In America there is a trend to deaccession objects that no longer fit within a collection.  However, this is a risky undertaking for objects in archaeological contexts because of the interdependence of objects within a site.  Deaccessioning part of a collection could compromise reliable data sets or future analysis.  Disposal, sale, or transfer to another institution are equally problematic.  “No one wants rusty nails.”  Reburial is a tool that has been used for large-scale organics such as shipwrecks, and Emily cited the reburial of underwater material in Marstrand, Sweden.

At Colonial Williamsburg, the conservators are faced with a collection of 60 million artifacts (!), and over half of the historic area is yet to be excavated.  Emily discussed a project involving the transfer of the archaeological collection to new climate-controlled storage spaces, including 50 pallets of architectural material (brick and stone fragments non-scientifically excavated from the historic area in the 1930s and 1940s).  These pallets took up 5,000 cubic feet of storage and 45% of the total budget.  The material was mostly non-diagnostic, not requested or accessed, and attracting animal infestation (evidenced by prolific nesting of rodents and insects).  Given these concerns, the decision was made to re-bury non-diagnostic brick and stone fragments with the understanding that they could be re-excavated if necessary.

Very specific details were given about the re-burial choices.  For example, the fragments were bagged and placed in their original pine crates with Tyvek tags (written in both Sharpie and pencil).  They were grouped by site, only stacked 2 deep, and GPS marked.  The crates were placed in an existing excavated cellar within the historic area and backfilled with sand.

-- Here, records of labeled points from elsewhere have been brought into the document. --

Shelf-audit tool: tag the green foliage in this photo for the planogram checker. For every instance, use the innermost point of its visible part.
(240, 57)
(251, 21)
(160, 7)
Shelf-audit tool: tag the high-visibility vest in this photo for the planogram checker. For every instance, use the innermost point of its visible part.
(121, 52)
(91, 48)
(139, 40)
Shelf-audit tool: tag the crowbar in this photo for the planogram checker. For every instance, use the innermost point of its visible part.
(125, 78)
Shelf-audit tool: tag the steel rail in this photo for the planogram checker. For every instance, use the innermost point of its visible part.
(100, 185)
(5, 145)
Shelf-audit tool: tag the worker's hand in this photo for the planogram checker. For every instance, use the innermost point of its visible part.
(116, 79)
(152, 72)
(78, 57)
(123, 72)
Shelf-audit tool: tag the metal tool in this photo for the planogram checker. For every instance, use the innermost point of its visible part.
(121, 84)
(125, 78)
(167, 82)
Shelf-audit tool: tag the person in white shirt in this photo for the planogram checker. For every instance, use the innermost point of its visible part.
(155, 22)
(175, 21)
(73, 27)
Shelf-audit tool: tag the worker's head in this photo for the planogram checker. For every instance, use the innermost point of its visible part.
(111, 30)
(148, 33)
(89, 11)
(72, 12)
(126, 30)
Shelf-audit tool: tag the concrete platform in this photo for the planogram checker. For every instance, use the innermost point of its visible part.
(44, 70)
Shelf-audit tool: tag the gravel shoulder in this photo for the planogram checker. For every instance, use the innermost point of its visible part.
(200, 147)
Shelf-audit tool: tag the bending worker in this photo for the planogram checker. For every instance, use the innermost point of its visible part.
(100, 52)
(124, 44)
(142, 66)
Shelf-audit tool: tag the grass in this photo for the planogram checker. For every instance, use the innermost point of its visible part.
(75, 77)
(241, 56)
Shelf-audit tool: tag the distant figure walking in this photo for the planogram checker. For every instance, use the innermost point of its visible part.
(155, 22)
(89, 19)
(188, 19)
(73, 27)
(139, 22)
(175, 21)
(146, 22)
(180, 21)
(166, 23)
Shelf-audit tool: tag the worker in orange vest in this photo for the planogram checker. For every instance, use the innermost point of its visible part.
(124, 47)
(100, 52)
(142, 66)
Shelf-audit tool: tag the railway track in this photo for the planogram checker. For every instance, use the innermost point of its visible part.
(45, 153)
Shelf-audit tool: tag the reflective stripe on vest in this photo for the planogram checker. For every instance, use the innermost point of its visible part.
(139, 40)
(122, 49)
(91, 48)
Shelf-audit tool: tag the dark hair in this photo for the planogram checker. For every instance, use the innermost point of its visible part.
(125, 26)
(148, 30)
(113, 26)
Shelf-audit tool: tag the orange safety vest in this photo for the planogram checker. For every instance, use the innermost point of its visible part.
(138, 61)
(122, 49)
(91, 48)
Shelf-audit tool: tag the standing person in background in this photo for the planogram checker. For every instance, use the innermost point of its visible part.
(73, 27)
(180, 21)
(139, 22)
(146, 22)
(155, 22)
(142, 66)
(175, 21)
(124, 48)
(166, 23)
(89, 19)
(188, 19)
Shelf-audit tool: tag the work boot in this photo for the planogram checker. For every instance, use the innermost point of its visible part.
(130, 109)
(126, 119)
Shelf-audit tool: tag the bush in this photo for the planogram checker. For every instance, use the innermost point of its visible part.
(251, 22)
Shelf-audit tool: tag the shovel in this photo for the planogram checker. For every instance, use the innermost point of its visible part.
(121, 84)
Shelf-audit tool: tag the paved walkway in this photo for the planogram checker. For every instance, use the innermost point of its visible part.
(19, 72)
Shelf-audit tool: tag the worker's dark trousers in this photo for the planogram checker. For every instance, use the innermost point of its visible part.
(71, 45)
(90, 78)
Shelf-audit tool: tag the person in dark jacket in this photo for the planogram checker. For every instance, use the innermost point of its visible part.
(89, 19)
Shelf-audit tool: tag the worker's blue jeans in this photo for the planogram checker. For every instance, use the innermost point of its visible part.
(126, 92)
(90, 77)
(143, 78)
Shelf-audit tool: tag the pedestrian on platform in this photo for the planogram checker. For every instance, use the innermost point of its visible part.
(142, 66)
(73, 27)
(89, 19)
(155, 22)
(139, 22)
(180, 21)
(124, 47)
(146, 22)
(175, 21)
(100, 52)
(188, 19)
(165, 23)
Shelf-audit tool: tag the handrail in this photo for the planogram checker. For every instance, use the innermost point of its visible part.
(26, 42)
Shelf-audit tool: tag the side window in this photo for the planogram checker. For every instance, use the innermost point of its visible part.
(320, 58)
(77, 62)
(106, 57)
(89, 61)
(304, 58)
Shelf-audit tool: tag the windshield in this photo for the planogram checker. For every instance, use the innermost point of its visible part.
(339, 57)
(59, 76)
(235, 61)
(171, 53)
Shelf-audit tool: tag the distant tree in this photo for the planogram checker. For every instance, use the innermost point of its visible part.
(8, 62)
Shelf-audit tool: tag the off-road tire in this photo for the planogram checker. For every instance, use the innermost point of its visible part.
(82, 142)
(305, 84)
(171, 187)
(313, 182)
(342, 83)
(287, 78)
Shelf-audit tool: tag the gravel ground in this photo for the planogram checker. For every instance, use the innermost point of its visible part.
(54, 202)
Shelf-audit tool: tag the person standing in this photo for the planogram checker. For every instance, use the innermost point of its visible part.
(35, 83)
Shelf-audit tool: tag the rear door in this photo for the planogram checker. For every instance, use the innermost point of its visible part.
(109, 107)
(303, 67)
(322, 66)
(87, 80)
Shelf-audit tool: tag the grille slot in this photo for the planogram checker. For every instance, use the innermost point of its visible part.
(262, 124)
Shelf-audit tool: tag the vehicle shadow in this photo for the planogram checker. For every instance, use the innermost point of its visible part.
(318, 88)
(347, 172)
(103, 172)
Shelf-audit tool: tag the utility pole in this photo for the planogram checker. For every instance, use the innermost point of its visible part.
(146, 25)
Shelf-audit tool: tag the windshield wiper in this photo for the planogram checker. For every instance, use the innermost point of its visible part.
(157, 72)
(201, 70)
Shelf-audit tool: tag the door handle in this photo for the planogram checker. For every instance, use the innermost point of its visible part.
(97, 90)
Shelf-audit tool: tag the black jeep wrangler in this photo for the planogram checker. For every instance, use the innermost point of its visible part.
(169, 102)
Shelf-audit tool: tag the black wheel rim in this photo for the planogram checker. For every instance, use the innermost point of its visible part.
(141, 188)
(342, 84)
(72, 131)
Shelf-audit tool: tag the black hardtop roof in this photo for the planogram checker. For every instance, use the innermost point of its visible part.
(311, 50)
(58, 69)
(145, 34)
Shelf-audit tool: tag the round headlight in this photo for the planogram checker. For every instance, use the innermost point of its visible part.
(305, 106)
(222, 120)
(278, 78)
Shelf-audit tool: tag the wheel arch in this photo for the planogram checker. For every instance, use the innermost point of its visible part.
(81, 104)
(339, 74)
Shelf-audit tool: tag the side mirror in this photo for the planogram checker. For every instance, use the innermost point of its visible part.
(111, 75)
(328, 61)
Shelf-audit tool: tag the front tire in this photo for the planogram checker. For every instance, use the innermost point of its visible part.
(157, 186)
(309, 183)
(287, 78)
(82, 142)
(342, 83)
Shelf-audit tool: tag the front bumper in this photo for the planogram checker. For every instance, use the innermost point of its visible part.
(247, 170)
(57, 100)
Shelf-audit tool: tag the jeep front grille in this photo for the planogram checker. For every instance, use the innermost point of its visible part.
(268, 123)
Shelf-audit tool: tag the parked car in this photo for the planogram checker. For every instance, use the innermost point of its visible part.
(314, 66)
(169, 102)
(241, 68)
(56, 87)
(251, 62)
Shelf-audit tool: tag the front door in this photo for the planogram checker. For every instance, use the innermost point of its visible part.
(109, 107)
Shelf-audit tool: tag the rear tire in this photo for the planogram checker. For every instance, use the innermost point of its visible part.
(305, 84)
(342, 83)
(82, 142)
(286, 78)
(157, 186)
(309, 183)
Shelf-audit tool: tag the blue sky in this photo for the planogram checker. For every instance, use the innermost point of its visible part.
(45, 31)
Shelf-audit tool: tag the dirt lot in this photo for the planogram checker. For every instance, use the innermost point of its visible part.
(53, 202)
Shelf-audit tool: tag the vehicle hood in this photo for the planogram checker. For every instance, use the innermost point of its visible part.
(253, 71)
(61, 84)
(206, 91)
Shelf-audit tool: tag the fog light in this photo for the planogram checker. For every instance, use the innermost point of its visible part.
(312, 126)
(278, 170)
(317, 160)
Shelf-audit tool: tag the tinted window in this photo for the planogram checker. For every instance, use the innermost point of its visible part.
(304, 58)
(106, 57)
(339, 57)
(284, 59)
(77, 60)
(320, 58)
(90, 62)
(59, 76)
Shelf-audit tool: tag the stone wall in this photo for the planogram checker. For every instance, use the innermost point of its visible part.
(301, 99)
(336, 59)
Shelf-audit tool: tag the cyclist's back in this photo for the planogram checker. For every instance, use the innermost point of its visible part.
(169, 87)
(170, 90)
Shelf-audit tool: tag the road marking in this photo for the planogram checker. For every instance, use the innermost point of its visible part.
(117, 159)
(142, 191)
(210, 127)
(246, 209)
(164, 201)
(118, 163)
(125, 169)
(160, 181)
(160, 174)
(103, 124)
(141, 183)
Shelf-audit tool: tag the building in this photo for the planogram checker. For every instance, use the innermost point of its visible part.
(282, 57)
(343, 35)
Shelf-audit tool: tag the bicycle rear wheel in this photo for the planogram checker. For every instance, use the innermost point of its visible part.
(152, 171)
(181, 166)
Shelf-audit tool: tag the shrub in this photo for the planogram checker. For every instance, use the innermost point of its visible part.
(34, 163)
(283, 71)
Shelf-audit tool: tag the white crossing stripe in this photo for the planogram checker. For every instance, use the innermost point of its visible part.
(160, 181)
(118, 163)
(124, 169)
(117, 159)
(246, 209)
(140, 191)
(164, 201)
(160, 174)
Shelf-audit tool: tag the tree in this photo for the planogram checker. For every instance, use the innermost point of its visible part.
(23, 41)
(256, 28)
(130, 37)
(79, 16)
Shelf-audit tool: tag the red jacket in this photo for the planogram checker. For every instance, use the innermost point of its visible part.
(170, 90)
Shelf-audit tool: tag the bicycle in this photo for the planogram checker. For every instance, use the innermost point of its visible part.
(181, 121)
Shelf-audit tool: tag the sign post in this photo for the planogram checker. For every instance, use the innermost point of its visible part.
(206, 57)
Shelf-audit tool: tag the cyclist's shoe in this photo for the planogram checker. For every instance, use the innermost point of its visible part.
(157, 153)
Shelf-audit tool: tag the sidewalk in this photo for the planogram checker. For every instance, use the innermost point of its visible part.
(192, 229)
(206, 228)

I am particularly grateful when speakers present positives and negatives of a given choice, and Emily outlined both.  Due to financial restraints, the original pine crates were used.  If she were to do this again, HDPE would be preferred, as the pine will eventually decompose and some of the archaeological context could be lost.  Individual fragments were not labeled due to time and the sheer number of small pieces, but this would have been preferred.  Ideally, they would have reburied the material in a trench outside the historic area in the event that the house would be rebuilt in the future.  The obvious lack of access to the collection was mentioned, and the concern that reburied collections could become “out of sight, out of mind.”

This method of reburial is not without ethical and spatial concerns, but given these limitations, there are vast preservation gains for the collection as a whole.  There is no correct answer for these difficult decisions, but I agree with Emily’s approach that we need to view archaeological collections in a “holistic rather than particularistic” way.